Robots.txt File with WordPress
By default, WordPress generates a robots.txt file for you that looks like:
User-agent: *
Disallow: /wp-admin/
Allow: /wp-admin/admin-ajax.php
If you are using WordPress you can use the Yoast plugin to customize and manage your robots.txt file in the plugins "Tools" section.
Optimize For Crawl Budget
It is important to optimize robot.txt file because Googlebots have a “crawl budget.” This means each site has a limited number of URLs Googlebots can and wants to crawl.
So we want to make sure that we are focusing on the most valuable pages and not pages like search results, queries or thank you pages.
This is broken down as part of the crawl rate limit documentation.
So we need to optimize the robot.txt file to ignore any pages or files that could cause a crawling budget limit on our site. Here is an example of a standard robots.txt file that allows all bots, to crawl all the pages, except for the template pages.
Don't Block Files Including .CSS and .js
While we want to optimize for crawl budget it is a bad idea to disallow build files like images, .css
, .js
and .htaccess
. In an episode of Ask Google Webmasters, Google’s John Mueller goes over whether or not it’s okay to block special files in robots.txt. John says "Crawling CSS is absolutely critical as it allows Googlebots to properly render pages."
A Basic Robots.txt Example
This is the robots.txt file I am currently using here on Design 2 SEO. It is a basic example to get started giving instruction to the crawlers. I decided to block any URLs that are using the (question mark) query string that is only for the sites dynamic API's and search results.
User-Agent: *
Allow: /
Disallow: /*?
Sitemap: https://example.com/sitemap.xml
Although it is not necessary it is recommended that you add your sitemap to the bottom of the robots.txt file. This will help smaller search engines like Bing find the sitemap and crawl your site more efficiently.
Common Expressions
There are two expressions that are commonly used.

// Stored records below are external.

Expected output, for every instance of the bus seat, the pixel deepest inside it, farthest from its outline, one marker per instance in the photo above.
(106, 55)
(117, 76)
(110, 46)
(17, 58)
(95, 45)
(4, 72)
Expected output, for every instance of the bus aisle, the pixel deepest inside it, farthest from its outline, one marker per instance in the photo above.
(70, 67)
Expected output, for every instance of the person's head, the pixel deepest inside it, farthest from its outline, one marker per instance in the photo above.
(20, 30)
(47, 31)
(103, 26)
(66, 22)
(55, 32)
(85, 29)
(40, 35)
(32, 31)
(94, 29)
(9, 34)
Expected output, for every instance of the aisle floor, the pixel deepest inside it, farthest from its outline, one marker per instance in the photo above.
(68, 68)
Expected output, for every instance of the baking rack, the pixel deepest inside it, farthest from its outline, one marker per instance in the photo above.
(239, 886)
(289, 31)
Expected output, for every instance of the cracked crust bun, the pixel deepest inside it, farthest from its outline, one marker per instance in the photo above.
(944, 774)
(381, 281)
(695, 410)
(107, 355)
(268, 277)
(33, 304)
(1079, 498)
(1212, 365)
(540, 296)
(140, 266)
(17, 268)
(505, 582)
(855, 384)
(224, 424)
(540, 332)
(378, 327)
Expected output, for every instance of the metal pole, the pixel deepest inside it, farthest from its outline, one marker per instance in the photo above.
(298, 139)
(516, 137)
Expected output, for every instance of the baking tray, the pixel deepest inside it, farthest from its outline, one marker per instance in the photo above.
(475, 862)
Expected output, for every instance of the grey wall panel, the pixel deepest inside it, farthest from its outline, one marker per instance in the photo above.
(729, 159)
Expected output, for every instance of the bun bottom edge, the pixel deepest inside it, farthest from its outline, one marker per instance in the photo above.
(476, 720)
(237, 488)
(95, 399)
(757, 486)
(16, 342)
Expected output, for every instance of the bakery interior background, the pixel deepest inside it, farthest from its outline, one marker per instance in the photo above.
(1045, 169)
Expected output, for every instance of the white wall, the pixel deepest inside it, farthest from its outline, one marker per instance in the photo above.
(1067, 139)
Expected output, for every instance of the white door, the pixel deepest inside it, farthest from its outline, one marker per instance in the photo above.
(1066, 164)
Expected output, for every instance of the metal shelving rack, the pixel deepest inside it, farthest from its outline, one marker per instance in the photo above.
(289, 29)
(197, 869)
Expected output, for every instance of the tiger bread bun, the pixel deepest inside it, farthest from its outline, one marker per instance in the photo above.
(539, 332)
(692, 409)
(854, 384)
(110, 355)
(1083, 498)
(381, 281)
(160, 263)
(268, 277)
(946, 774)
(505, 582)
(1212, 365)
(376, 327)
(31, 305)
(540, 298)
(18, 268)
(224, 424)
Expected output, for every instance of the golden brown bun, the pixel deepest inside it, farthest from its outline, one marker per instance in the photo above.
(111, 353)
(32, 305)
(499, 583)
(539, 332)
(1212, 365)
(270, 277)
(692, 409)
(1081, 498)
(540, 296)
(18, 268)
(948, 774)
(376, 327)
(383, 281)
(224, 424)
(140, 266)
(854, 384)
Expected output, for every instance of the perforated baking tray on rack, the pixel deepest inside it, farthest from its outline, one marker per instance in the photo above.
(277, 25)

- Asterisk: * is treated as a wildcard and can represent any sequence of characters.
- Dollar sign: $ is used to designate the end of a URL.
Using robots.txt with sitemap.xml
Be sure to exclude any disallowed pages from your sitemap.xml file to avoid having them being auto excluded by Google. Check your Google Search Console under Sitemap > Coverage for errors or excludes. I cover this in my video Fixing Sitemap Coverage Search Console Errors.
Disallow Examples
Here is are some example of results that you would want to disallow in your robots.txt file.
# Disallow any URLs with a question mark at the end
Disallow: /*?
# All PDF files
Disallow: *.pdf
# APIs
Disallow: /api.html?*
# Thank you page
Disallow: /thank-you/
# unsubscribe pages
Disallow: /unsubscribe/
Disallow: /unsubscribe/*
The Different User-agents
Here is a list of internet bots that you can specify in your robots.txt file. I'm sure there are even more, but this gives you an idea of all the different types of bots out there.
User-agent: Mediapartners-Google
Allow: /
User-agent: AdsBot-Google
Allow: /
User-agent: Googlebot-Image
Allow: /
User-agent: Googlebot-Mobile
Allow: /
User-agent: Slurp
Allow: /
User-agent: DuckDuckBot
Allow: /
User-agent: Baiduspider
Allow: /
User-agent: Baiduspider-image
Allow: /
User-agent: YandexBot
Allow: /
User-agent: facebot
Allow: /
User-agent: Bingbot
Allow: /
User-agent: MSNBot
Allow: /
User-agent: AMZNKAssocBot
Allow: /
User-agent: ia_archiver
Allow: /
Conclusion
The robot.txt file control crawler access, and should be used in conjunction with your sitemap.xml file and the Google Search Console. If there are no areas on your site to which you want to control user-agent access, you may not need a robots.txt file at all.
So use it cautiously as you don't want to accidentally disallow Googlebot from crawling your entire site!